Thread: client encoding name normalization in psycopg 2.4

client encoding name normalization in psycopg 2.4

From

Peter Eisentraut

Date:

07 April 2011, 16:47:20

Psycopg 2.4 now tries to map the PostgreSQL client encoding to a Python
codec.  But it fails to consider some variant spellings.  For example, I
have

PGCLIENTENCODING=UTF-8

in my environment, which completely breaks the new psycopg version with

no Python codec for client encoding 'UTF-8'

(The underlying reason for this is that I use

export PGCLIENTENCODING=$(locale charmap)

which gives variant spelling of encoding names across operating
systems.)

The PostgreSQL backend normalizes an encoding name by removing all
non-alnum characters from it.  I suggest psycopg do the same.

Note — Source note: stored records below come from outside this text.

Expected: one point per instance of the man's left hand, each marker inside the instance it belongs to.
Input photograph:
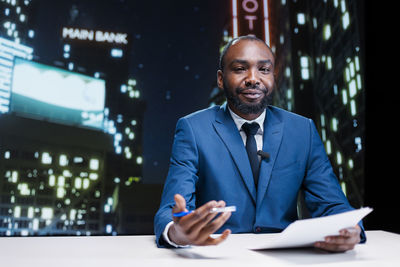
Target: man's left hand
(346, 240)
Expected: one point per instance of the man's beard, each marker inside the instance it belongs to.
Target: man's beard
(247, 108)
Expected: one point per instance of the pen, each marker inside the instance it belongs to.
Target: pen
(213, 210)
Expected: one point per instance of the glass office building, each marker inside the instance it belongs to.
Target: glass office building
(60, 177)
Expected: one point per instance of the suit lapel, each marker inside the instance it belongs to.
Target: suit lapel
(228, 132)
(273, 131)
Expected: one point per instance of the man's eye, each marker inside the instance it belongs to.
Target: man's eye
(265, 69)
(238, 69)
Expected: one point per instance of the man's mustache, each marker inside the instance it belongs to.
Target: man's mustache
(240, 90)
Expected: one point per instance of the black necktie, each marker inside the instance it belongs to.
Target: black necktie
(251, 147)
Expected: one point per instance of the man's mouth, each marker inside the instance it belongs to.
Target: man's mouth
(251, 93)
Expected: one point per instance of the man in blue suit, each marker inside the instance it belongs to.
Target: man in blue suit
(214, 157)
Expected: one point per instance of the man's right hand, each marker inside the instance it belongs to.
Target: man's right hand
(196, 227)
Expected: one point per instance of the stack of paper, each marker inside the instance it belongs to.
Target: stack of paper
(303, 233)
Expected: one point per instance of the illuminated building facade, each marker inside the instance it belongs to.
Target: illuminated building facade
(58, 179)
(319, 73)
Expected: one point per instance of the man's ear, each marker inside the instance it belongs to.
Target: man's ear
(220, 79)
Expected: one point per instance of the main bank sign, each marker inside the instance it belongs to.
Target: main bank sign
(95, 36)
(250, 17)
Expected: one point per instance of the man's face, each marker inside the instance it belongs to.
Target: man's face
(248, 77)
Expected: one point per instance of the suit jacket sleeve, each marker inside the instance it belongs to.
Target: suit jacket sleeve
(182, 177)
(323, 194)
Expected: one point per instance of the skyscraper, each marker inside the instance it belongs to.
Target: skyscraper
(319, 72)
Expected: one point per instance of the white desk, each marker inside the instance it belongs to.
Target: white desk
(382, 249)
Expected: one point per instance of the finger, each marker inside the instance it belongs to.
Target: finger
(216, 224)
(218, 240)
(351, 231)
(180, 205)
(198, 215)
(197, 227)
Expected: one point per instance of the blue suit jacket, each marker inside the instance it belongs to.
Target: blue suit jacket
(209, 162)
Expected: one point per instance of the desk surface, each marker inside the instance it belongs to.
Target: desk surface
(382, 249)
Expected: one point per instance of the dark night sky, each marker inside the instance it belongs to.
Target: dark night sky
(174, 57)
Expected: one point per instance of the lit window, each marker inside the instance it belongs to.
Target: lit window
(31, 33)
(17, 211)
(52, 180)
(329, 63)
(61, 181)
(94, 164)
(35, 224)
(351, 164)
(322, 120)
(24, 189)
(315, 23)
(305, 74)
(60, 192)
(46, 158)
(47, 213)
(352, 69)
(343, 5)
(72, 214)
(345, 20)
(304, 62)
(335, 123)
(86, 183)
(67, 48)
(78, 183)
(63, 160)
(115, 52)
(353, 107)
(352, 88)
(338, 158)
(359, 85)
(301, 18)
(14, 176)
(335, 3)
(343, 185)
(358, 143)
(132, 82)
(93, 176)
(327, 32)
(328, 147)
(31, 212)
(357, 63)
(344, 97)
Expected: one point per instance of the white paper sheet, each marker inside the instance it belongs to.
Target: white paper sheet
(303, 233)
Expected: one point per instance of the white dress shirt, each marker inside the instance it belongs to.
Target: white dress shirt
(239, 121)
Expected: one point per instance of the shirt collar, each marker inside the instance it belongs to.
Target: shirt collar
(239, 121)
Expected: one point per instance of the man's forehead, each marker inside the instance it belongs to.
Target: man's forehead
(251, 48)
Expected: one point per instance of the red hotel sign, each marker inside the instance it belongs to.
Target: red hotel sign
(250, 17)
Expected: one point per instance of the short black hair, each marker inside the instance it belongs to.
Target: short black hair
(229, 44)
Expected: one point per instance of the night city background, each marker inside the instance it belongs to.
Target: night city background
(90, 93)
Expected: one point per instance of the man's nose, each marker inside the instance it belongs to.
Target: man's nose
(252, 79)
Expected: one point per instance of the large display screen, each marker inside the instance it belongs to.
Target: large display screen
(45, 92)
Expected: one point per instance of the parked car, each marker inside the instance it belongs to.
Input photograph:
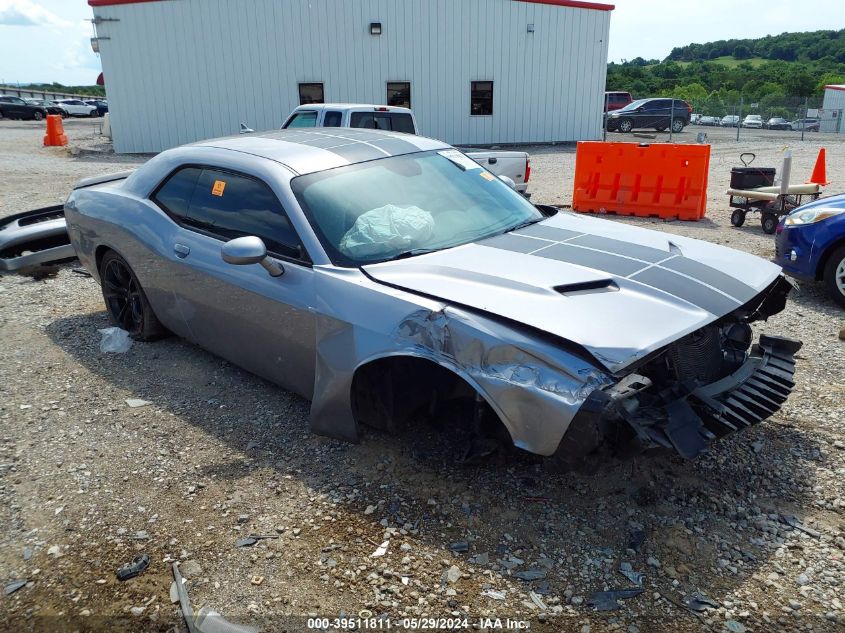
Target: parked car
(386, 276)
(810, 244)
(650, 113)
(51, 107)
(101, 105)
(808, 125)
(616, 100)
(16, 108)
(77, 107)
(513, 165)
(778, 123)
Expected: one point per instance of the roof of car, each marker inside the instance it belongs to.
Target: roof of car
(306, 151)
(350, 106)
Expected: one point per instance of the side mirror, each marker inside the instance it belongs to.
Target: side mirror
(510, 183)
(249, 250)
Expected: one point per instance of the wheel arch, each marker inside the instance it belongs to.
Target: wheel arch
(429, 367)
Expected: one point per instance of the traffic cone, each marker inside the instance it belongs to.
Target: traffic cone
(819, 176)
(55, 132)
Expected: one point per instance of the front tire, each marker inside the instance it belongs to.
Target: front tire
(769, 222)
(126, 301)
(834, 276)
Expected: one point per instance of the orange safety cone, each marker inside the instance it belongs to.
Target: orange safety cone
(55, 131)
(819, 176)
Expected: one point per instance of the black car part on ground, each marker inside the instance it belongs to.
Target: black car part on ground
(709, 384)
(34, 238)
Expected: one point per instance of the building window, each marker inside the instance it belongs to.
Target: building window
(310, 93)
(399, 93)
(481, 98)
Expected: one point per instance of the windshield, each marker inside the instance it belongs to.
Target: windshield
(402, 205)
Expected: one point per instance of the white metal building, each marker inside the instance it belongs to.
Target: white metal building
(833, 108)
(474, 71)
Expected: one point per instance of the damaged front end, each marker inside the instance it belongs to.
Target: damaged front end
(710, 383)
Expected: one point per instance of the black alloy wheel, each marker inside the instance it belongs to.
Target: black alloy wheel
(125, 300)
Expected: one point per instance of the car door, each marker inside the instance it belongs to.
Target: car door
(264, 324)
(17, 107)
(659, 113)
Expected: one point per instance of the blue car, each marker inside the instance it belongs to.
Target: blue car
(810, 244)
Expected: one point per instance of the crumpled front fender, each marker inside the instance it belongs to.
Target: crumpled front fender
(533, 385)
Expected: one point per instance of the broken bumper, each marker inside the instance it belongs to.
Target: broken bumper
(34, 238)
(749, 395)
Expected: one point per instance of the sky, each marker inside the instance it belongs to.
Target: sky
(49, 40)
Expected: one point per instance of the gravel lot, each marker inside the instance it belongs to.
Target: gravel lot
(89, 482)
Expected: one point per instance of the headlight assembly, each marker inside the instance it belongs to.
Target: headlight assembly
(810, 216)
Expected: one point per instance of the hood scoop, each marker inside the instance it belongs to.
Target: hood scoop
(588, 287)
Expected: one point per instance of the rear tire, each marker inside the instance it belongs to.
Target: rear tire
(834, 276)
(769, 222)
(126, 301)
(738, 217)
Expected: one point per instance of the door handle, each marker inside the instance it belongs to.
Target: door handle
(181, 250)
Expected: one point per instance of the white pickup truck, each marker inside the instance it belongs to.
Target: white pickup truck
(513, 165)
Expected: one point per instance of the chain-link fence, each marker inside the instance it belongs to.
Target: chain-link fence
(798, 115)
(790, 116)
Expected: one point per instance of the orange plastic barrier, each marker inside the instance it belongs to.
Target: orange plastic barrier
(663, 180)
(55, 131)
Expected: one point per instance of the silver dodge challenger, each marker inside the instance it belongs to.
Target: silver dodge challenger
(383, 276)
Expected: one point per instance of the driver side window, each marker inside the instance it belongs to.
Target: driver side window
(229, 205)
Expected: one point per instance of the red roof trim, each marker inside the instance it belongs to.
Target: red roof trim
(576, 4)
(106, 3)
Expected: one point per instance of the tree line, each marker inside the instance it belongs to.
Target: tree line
(778, 83)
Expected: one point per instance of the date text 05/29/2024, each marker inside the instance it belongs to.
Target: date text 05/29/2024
(421, 624)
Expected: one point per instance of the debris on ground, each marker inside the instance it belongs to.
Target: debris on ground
(635, 577)
(130, 570)
(13, 586)
(699, 602)
(115, 340)
(381, 550)
(609, 600)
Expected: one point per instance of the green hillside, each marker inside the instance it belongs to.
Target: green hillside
(778, 72)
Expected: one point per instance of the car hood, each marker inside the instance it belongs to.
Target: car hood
(618, 291)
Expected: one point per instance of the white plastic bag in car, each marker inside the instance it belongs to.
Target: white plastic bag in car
(387, 229)
(115, 340)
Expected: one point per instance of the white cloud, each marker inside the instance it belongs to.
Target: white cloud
(28, 13)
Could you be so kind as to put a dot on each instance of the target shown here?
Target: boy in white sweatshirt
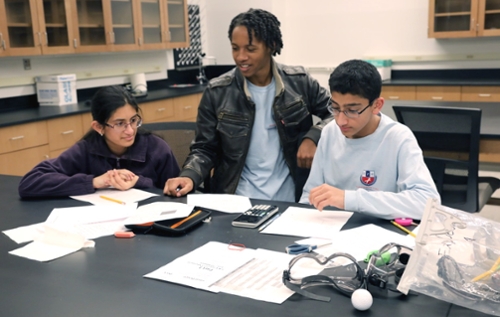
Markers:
(365, 161)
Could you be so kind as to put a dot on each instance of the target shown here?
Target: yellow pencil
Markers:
(175, 225)
(492, 270)
(112, 199)
(404, 229)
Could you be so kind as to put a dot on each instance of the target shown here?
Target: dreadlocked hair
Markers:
(263, 24)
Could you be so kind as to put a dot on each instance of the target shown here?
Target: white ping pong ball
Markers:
(361, 299)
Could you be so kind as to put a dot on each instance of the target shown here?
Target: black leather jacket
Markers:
(226, 116)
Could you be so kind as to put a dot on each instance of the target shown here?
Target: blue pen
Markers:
(269, 222)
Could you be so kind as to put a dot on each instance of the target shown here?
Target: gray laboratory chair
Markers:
(449, 138)
(178, 135)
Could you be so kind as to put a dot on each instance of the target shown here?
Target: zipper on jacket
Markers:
(252, 120)
(229, 116)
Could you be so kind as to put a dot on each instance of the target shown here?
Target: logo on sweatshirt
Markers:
(368, 178)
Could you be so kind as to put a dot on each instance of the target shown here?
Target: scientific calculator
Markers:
(255, 216)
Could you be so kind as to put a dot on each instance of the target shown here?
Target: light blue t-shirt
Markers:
(265, 174)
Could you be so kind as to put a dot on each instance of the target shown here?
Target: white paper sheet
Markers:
(92, 221)
(305, 222)
(360, 241)
(261, 278)
(52, 244)
(127, 196)
(203, 266)
(24, 233)
(158, 211)
(221, 202)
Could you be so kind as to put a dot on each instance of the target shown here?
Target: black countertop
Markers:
(50, 112)
(440, 82)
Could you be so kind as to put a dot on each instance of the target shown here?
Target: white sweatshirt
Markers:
(383, 174)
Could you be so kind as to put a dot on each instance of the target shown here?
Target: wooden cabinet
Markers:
(186, 108)
(481, 93)
(438, 93)
(463, 18)
(22, 147)
(157, 111)
(442, 93)
(21, 162)
(183, 108)
(25, 145)
(33, 27)
(399, 92)
(64, 132)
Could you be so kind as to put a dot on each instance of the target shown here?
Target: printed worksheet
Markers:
(306, 222)
(204, 266)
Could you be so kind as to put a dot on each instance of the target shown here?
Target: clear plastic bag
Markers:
(456, 259)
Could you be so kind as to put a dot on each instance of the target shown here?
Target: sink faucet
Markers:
(202, 79)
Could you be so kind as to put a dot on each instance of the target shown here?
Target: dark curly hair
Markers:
(263, 24)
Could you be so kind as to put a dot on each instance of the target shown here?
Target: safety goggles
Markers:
(382, 272)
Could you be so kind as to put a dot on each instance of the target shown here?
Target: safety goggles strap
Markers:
(298, 288)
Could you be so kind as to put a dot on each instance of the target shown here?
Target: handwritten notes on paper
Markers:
(216, 267)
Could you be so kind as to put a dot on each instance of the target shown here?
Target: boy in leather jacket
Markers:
(255, 123)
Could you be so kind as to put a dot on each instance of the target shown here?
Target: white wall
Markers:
(318, 34)
(92, 70)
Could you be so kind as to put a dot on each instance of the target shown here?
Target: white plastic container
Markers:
(384, 67)
(56, 90)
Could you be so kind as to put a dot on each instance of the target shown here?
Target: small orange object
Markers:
(124, 234)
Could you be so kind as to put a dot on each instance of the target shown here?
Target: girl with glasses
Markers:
(115, 152)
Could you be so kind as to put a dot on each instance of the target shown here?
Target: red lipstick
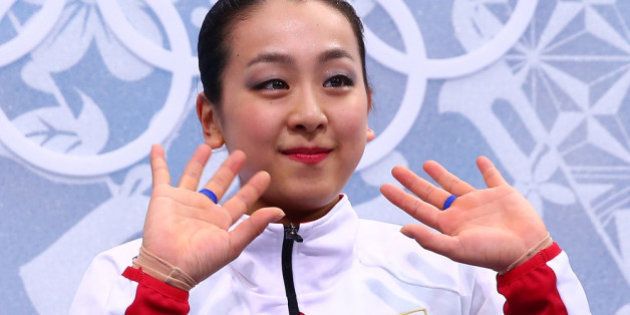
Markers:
(306, 155)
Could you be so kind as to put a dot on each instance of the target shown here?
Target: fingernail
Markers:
(405, 232)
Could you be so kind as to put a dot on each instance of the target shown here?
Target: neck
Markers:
(298, 215)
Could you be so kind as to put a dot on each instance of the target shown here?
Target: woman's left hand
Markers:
(490, 227)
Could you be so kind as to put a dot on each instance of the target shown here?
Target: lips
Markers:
(307, 155)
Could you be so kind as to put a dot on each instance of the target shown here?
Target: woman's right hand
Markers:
(186, 229)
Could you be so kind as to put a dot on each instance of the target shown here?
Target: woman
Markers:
(285, 86)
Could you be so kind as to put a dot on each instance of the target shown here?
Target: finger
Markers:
(446, 179)
(491, 174)
(221, 180)
(422, 188)
(194, 168)
(439, 243)
(159, 168)
(415, 207)
(246, 231)
(247, 195)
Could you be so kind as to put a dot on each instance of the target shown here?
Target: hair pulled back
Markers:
(213, 47)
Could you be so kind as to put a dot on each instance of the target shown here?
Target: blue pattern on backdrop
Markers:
(87, 88)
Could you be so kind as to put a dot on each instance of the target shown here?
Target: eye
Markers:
(273, 84)
(338, 81)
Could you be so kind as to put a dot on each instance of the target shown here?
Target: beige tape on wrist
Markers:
(545, 242)
(162, 270)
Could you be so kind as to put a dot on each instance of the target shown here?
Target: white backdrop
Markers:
(87, 86)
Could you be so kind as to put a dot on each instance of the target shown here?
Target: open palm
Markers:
(490, 227)
(187, 230)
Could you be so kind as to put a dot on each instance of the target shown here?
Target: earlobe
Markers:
(210, 124)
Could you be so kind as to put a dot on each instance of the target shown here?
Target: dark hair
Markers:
(213, 50)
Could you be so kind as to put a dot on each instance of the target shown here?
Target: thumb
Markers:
(248, 230)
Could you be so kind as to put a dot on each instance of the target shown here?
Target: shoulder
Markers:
(381, 245)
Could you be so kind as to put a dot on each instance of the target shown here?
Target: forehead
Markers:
(294, 27)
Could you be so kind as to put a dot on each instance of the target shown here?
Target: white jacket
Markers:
(345, 265)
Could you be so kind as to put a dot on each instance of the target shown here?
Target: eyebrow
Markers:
(273, 57)
(334, 53)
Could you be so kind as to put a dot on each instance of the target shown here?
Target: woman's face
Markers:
(294, 101)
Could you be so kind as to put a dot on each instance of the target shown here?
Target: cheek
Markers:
(352, 124)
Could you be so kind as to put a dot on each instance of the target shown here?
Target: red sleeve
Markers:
(531, 287)
(154, 296)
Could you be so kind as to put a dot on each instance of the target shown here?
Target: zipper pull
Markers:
(290, 233)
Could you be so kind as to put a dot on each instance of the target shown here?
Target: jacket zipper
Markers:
(290, 236)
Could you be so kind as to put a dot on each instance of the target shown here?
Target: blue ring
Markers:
(449, 201)
(210, 194)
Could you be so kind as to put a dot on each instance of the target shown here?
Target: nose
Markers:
(307, 115)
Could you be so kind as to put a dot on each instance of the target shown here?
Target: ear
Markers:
(370, 133)
(210, 123)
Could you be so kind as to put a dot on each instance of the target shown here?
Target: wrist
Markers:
(161, 270)
(541, 245)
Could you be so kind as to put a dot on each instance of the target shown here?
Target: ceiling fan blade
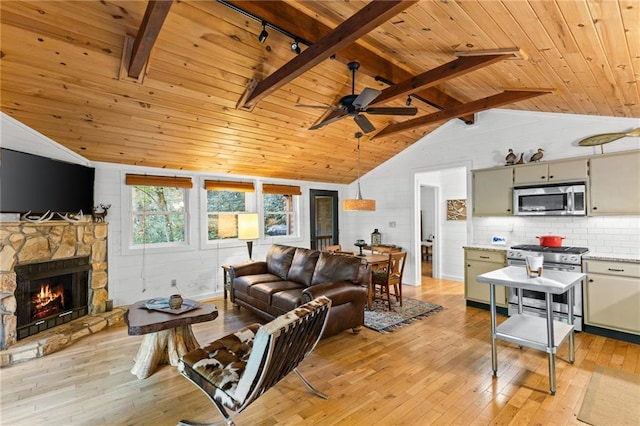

Attached is a patch that implements that.  Note that the PostgreSQL
backend version of this actually lowercases the encoding names during
normalization.  I have made this patch uppercase them to keep the patch
smaller, but you may want to consider doing the lowercasing, to keep
things consistent.

Attachment

psycopg-clientencoding-fix.patch

Re: client encoding name normalization in psycopg 2.4

From

Federico Di Gregorio

Date:

08 April 2011, 08:34:45

On 07/04/11 21:46, Peter Eisentraut wrote:
[snip]
> Attached is a patch that implements that.  Note that the PostgreSQL
> backend version of this actually lowercases the encoding names during
> normalization.  I have made this patch uppercase them to keep the patch
> smaller, but you may want to consider doing the lowercasing, to keep
> things consistent.

The patch seems fine to me. I'll check it in later during the we.

federico

--
Federico Di Gregorio                         federico.digregorio@dndg.it
Studio Associato Di Nunzio e Di Gregorio                  http://dndg.it
 If nobody understand you, that doesn't mean you're an artist.
                                                            -- anonymous

Re: client encoding name normalization in psycopg 2.4

From

Daniele Varrazzo

Date:

08 April 2011, 09:59:44

On Fri, Apr 8, 2011 at 12:34 PM, Federico Di Gregorio
<federico.digregorio@dndg.it> wrote:
> On 07/04/11 21:46, Peter Eisentraut wrote:
> [snip]
>> Attached is a patch that implements that.  Note that the PostgreSQL
>> backend version of this actually lowercases the encoding names during
>> normalization.  I have made this patch uppercase them to keep the patch
>> smaller, but you may want to consider doing the lowercasing, to keep
>> things consistent.
>
> The patch seems fine to me. I'll check it in later during the we.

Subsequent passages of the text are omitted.